What Corinne saw was an extremely tedious, old-fashioned picture. The colors, borrowed from the Venetians, had faded with age. The composition, borrowed from Rubens, was stilted by the dull classical elegance the French Royal Academy insisted on. The workmanship, however, was more than capable. As an investment it might be worthwhile. Yarrow was extremely knowledgeable about such things. He often acted on the Prince Regent’s behalf at auctions and sales.
“What do you think, Coffen?” she asked, making no effort to conceal her own lack of interest.
“Now, that is what I call a picture!” he exclaimed. “Socrates! It would be the last picture ever painted of him. Mean to say, he’s downing the hemlock even as the artist painted.”
Yarrow’s jaw fell open in astonishment. “It was not painted from life, Pattle!” he said.
“No, it couldn’t be, come to think of it. But you could never tell to look at it. What are you asking for it, milady?”
“A thousand pounds.”
“A bargain!” Yarrow exclaimed.
Coffen said, “Yes, by the living jingo, I’ll
—”
Corinne darted a warning look to Prance, who had fallen into a trance as he gazed at la comtesse. “He’ll think about it,” she inserted hastily.
“Don’t dally too long, or it will be snapped up,” Yarrow warned, gazing fondly at the picture. “There is a wine merchant coming to look at it tomorrow.”
They finished their wine, and Yarrow said to Lady Chamaude, “I know you are going out as soon as you change, madam, so I shall not detain you. I think the deep red gown will do very well for the portrait, but you will want to consult with the artist first. It depends on what background he has in mind. If he chooses to use nature for the setting, then perhaps he will want something less formal than silk and diamonds.” He lifted a bushy eyebrow at the other callers, who were obliged to rise as well.
“When will you let me know about the Poussin, Mr. Pattle?” Lady Chamaude inquired, not eagerly, but in a businesslike way.
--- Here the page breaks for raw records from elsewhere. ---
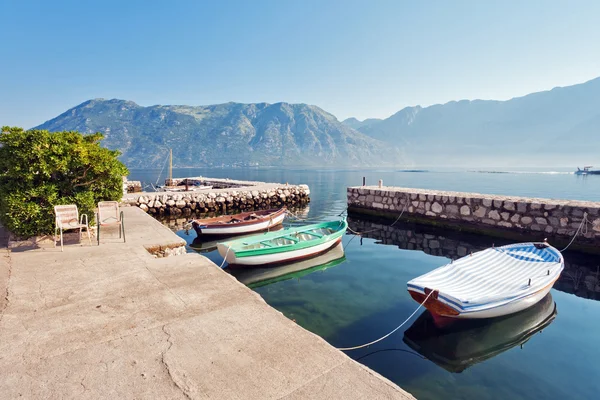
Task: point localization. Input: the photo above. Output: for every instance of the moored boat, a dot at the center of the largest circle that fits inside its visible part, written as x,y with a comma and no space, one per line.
258,277
463,343
246,222
587,170
490,283
286,245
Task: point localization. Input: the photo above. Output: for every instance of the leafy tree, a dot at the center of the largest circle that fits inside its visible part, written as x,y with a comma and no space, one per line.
41,169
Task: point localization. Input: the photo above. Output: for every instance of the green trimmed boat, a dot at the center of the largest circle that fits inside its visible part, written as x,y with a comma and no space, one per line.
289,244
259,277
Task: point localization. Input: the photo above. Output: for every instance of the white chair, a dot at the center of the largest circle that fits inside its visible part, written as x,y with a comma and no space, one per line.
67,218
109,214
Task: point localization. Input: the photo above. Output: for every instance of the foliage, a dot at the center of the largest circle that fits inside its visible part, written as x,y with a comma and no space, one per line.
41,169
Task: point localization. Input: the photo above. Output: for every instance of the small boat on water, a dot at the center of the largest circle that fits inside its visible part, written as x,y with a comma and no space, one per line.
258,277
490,283
463,343
587,170
286,245
247,222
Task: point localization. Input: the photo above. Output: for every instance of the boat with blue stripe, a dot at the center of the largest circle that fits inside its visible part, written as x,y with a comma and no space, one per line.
490,283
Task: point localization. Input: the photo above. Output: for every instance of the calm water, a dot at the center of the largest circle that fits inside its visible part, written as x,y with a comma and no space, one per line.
364,297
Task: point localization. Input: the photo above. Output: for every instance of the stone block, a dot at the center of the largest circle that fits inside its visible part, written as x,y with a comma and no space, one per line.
526,220
480,212
494,215
509,205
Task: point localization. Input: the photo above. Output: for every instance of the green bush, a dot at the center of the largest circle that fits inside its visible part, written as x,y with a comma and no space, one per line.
41,169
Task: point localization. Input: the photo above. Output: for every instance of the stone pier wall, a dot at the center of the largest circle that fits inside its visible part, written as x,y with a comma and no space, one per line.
501,215
220,200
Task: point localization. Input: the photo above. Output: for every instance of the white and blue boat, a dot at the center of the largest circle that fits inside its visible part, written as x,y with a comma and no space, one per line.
490,283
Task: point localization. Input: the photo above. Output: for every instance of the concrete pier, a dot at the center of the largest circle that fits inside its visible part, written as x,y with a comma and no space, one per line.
517,218
112,321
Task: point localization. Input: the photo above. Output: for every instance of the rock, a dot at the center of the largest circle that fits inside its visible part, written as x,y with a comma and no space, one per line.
494,215
480,212
526,220
509,205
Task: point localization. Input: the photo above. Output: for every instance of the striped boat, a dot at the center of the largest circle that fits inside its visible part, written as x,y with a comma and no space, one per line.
490,283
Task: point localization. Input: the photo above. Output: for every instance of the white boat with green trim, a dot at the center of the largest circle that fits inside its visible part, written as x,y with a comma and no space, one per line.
286,245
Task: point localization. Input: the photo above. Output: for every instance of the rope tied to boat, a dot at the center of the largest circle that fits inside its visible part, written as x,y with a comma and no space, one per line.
392,332
225,257
583,226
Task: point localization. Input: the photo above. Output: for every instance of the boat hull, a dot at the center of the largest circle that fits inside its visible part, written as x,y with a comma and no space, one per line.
439,307
262,224
275,258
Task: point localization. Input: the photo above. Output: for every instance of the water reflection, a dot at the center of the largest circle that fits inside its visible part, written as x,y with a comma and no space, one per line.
257,277
463,343
581,275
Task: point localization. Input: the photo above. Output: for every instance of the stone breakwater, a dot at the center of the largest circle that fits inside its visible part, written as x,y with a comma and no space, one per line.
491,214
581,275
220,200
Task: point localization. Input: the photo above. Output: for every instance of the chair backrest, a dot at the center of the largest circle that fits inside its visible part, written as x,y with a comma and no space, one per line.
108,212
66,215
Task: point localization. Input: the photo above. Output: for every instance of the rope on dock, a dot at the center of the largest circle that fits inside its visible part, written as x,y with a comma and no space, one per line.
383,337
582,225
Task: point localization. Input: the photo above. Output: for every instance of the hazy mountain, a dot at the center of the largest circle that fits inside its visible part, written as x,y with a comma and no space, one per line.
232,133
355,123
555,127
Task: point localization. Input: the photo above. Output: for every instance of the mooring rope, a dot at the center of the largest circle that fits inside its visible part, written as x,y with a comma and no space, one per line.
582,225
384,337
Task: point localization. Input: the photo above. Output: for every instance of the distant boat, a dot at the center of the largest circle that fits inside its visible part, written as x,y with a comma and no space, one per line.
463,343
490,283
237,224
258,277
587,171
286,245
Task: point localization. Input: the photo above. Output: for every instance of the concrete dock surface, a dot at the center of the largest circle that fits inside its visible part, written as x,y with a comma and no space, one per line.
111,321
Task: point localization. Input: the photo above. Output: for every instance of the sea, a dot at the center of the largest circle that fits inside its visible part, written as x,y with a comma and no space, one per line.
551,351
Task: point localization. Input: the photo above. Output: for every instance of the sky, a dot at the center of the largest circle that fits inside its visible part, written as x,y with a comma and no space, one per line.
365,59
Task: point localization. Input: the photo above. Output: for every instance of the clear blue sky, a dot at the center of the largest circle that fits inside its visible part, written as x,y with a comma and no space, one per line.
352,58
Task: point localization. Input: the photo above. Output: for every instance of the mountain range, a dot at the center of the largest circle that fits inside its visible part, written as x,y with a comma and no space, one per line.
556,127
228,134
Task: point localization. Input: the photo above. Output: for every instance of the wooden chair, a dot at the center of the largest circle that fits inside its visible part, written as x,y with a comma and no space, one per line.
67,218
109,214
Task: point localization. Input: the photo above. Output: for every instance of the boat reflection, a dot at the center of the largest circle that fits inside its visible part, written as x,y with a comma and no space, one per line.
257,277
208,243
462,343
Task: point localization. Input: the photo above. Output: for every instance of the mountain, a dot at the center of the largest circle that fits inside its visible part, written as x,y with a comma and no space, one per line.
556,127
356,124
225,134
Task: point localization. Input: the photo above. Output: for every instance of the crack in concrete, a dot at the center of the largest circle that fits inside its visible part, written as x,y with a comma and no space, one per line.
184,390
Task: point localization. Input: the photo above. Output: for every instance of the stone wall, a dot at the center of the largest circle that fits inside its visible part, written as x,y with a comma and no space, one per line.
537,218
581,275
220,200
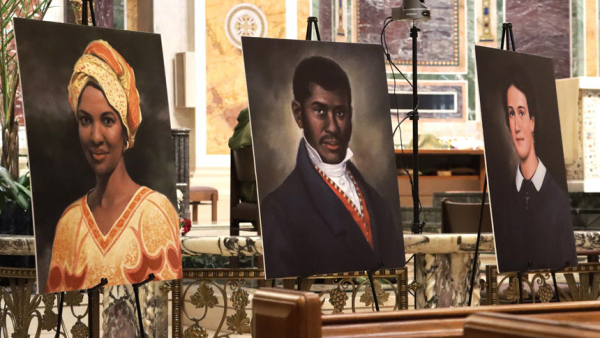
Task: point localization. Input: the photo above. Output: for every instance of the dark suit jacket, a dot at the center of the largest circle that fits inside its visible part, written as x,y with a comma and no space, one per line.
534,226
307,230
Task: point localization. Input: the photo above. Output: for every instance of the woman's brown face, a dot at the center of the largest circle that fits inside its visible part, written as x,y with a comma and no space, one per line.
100,131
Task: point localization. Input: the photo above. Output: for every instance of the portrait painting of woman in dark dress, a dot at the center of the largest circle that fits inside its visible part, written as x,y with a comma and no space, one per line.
531,210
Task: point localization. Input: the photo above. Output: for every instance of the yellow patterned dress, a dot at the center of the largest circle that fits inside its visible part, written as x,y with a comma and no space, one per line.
143,240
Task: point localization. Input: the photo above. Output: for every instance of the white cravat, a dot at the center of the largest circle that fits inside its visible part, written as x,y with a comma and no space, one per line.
337,173
537,179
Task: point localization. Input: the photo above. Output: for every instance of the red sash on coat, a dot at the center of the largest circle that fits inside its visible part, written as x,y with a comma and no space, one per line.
364,221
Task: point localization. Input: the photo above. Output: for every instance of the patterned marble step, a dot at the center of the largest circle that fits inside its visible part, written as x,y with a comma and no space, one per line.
585,241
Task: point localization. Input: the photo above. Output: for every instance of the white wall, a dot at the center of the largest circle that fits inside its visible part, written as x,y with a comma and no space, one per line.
174,20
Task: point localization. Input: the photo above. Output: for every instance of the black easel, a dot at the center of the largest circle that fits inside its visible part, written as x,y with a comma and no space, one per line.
312,20
475,265
84,12
507,32
91,296
520,279
417,226
372,282
136,291
59,321
553,273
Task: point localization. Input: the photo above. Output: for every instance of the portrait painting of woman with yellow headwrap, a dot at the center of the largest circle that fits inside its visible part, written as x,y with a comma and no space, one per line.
119,230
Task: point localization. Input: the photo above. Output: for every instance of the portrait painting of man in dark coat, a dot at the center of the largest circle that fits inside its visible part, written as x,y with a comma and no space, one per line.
531,211
322,137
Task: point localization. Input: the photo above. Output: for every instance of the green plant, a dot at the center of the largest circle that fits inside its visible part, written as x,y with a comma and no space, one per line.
9,75
15,191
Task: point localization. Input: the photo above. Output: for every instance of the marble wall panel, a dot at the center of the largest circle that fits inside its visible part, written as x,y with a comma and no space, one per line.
326,19
441,42
458,88
226,84
591,38
104,11
486,23
542,27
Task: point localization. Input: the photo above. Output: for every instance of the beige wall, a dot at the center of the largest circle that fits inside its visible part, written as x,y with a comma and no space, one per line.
174,20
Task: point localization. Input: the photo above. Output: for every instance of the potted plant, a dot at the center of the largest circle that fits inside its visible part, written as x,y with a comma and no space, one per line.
15,197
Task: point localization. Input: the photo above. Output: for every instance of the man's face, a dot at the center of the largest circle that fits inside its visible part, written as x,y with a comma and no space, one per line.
520,122
326,118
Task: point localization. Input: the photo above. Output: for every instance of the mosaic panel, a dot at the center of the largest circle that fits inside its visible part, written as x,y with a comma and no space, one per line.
226,22
457,89
486,23
534,19
441,42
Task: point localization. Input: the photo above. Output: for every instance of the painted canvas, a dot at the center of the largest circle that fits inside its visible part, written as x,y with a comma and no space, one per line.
531,212
101,155
325,165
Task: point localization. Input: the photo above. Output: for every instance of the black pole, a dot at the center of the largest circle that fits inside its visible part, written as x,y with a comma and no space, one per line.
503,35
59,321
555,286
416,228
136,287
84,13
520,280
370,274
92,294
139,312
475,267
512,38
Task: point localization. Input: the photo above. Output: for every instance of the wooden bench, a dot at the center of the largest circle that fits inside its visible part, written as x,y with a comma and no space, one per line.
500,325
202,194
296,314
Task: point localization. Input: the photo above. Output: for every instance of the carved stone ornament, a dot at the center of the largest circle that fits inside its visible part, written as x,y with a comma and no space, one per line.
239,322
204,297
367,297
195,331
546,292
512,291
338,298
79,330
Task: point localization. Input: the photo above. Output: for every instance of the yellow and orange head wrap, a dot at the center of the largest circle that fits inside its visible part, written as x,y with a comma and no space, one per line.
102,64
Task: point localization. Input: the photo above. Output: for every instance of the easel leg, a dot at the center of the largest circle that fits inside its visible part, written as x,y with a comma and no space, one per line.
555,286
370,274
136,291
520,281
93,318
59,321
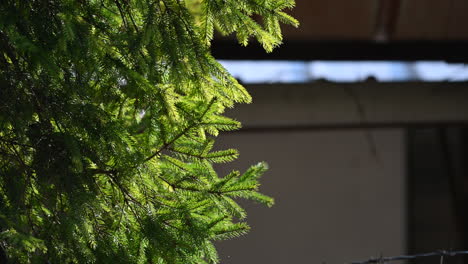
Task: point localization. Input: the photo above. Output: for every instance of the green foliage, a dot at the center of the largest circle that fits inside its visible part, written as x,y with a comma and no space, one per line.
108,113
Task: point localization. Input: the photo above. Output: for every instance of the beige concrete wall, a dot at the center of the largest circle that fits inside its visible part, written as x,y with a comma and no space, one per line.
340,194
335,201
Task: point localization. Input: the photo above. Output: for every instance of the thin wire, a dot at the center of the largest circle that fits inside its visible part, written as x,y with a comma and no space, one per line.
441,253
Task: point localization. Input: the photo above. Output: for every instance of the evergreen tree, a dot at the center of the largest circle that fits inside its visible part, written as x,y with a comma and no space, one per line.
108,113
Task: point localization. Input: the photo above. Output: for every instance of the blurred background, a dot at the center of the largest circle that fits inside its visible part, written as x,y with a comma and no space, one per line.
362,115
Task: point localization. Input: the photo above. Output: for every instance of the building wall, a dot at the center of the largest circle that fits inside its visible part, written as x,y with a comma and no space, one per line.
336,201
340,193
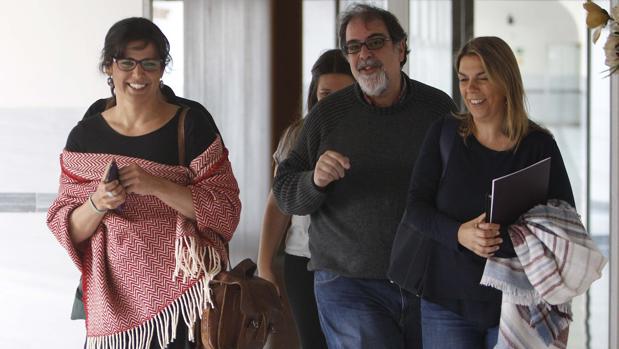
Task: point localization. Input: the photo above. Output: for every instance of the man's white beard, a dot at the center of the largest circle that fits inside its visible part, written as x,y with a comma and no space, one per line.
374,84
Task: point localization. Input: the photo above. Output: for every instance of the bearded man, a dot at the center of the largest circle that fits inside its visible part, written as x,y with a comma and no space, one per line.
350,171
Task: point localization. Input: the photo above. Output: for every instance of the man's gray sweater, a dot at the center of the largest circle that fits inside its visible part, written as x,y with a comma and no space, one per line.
354,219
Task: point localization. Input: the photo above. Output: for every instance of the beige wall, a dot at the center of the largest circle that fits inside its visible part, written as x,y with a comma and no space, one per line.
50,50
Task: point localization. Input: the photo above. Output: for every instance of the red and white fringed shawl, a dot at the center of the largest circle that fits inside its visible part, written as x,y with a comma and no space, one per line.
147,265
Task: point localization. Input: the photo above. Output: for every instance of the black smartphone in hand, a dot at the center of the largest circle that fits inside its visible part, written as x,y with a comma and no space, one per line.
112,174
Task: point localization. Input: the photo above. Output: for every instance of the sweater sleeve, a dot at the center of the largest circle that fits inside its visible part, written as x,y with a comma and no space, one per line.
422,212
294,187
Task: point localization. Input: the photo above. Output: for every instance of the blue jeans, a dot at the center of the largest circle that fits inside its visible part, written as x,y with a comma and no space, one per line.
366,313
442,328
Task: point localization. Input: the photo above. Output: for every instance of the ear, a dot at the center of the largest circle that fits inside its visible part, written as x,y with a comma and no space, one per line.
402,50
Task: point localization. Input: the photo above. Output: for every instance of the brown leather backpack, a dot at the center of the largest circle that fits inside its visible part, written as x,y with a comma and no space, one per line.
246,310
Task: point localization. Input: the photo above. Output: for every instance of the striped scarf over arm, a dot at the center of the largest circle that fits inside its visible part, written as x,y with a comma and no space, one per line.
556,261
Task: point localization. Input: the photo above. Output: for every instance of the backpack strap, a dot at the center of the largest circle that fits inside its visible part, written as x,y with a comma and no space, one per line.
181,135
448,135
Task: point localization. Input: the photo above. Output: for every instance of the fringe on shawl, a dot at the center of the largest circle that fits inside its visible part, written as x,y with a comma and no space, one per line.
189,305
514,295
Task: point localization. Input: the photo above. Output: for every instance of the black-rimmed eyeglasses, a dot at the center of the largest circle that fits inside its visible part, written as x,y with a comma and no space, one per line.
373,43
128,64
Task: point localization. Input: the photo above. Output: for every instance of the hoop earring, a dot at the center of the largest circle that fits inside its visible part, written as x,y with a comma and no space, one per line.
110,83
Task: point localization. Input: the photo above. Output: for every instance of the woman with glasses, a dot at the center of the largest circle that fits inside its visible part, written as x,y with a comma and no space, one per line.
447,198
330,73
147,202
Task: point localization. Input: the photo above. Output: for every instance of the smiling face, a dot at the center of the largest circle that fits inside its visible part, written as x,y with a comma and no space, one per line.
137,83
482,97
329,83
377,71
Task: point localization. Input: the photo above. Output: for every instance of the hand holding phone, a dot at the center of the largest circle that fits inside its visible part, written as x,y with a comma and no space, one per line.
112,175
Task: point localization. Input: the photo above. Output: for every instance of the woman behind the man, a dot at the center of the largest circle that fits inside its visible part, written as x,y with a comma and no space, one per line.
494,137
330,73
148,242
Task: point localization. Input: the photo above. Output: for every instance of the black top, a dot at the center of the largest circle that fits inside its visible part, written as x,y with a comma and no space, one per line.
94,135
437,207
355,218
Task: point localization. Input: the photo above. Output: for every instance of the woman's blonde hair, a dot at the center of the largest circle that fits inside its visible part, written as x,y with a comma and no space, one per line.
500,65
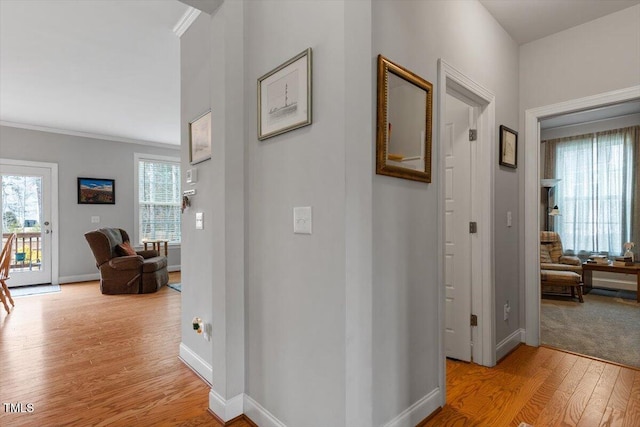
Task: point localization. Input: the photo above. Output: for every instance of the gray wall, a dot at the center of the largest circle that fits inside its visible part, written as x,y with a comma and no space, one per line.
324,327
405,294
197,297
295,287
83,157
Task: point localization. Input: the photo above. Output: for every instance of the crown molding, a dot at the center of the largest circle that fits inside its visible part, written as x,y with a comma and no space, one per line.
90,135
185,22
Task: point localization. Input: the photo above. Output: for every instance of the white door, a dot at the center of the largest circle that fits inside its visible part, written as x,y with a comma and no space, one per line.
458,255
26,201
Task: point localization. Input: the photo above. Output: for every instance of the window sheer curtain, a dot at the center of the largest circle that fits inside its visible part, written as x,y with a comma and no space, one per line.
599,191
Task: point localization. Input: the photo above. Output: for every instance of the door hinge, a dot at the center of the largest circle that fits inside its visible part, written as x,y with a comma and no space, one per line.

‘Tomorrow. I’ll sleep on it. Not on the picture itself! I’ll think about it, is what I meant.”
The comtesse smiled sweetly. “Of course.”
The four callers left together.
“A fine lady,” Lord Yarrow said, as they walked toward their waiting carriages. “It is a boon to England that so much of the Chamaude collection is ending up here—and at such reasonable prices. I cannot tell you how many masterpieces I have managed to get hold of for Prinney. You must drop around to Carlton House tomorrow evening and have a look for yourself. I shall arrange it with Prinney for you to receive invitations. He is having a few connoisseurs in to see his latest acquisitions.”
“I don’t call myself a connoisseur,” Pattle said, though he had no objection to others calling him one.
Prance, who assumed that “connoisseur” was directed at him, and was in any case determined to be included in any invitation to Carlton House, said, “We would be honored, Lord Yarrow.”
Yarrow then turned a sharp eye on Lady deCoventry, who had said nothing. “I sense you are not smitten with the Poussin, milady.”
“It is not in my style. That Watteau in Madam’s hallway, however, is quite another matter.”
“A charming thing. Lady Chamaude is particularly fond of it herself and has no immediate plans to dispose of it.”